Elle ne saurait donc se réincarner ; par suite, les conceptions et les naissances ne seraient pas dues à la réincarnation d’âmes qui, périodiquement, recommenceraient dans des corps nouveaux de nouvelles existences. Sans doute, Strehlow, tout comme Spencer et Gillen, déclare que, pour les Arunta, le commerce des sexes n’est aucunement la condition déterminante de la génération[2] ; celle-ci serait bien le produit d’opérations mystiques, mais différentes de celles que les précédents observateurs nous avaient fait connaître. Elle aurait lieu par l’une ou l’autre des deux voies suivantes.
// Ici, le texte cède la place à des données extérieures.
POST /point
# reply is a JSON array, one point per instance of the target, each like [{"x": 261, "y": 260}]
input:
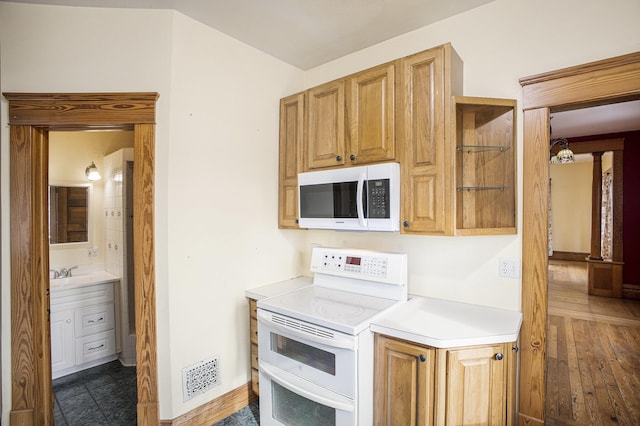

Partout où un ancêtre de l’Alcheringa[3] est censé s’être enfoncé dans le sol, se trouve soit un rocher soit un arbre qui représente son corps. On appelle nanja, suivant Spencer et Gillen[4] ngarra, suivant Strehlow[5], l’arbre ou

  1. Strehlow, I, p. 15-16. Pour les Loritja, v. Strehlow, II, p. 7.
  2. Strehlow va jusqu’à dire que les relations sexuelles ne sont même pas considérées comme une condition nécessaire, une sorte de préparation à la conception (Il, p. 52, n. 7). Il ajoute, il est vrai, quelques lignes plus bas, que les vieillards savent parfaitement quel rapport unit le commerce charnel et la génération et que, pour ce qui regarde les animaux, les enfants eux-mêmes sont au courant. Ce qui ne laisse pas d’affaiblir un peu la portée de sa première affirmation.
  3. Nous employons, en général, la terminologie de Spencer et Gillen plutôt que celle de Strehlow, parce que la première est, dès à présent, consacrée par un long usage.
  4. Nat. Tr., p. 124, 513.
  5. I, p. 5. Ngarra, suivant Strehlow, signifie éternel. Chez les Loritja, il n’y a que des rochers qui jouent ce rôle.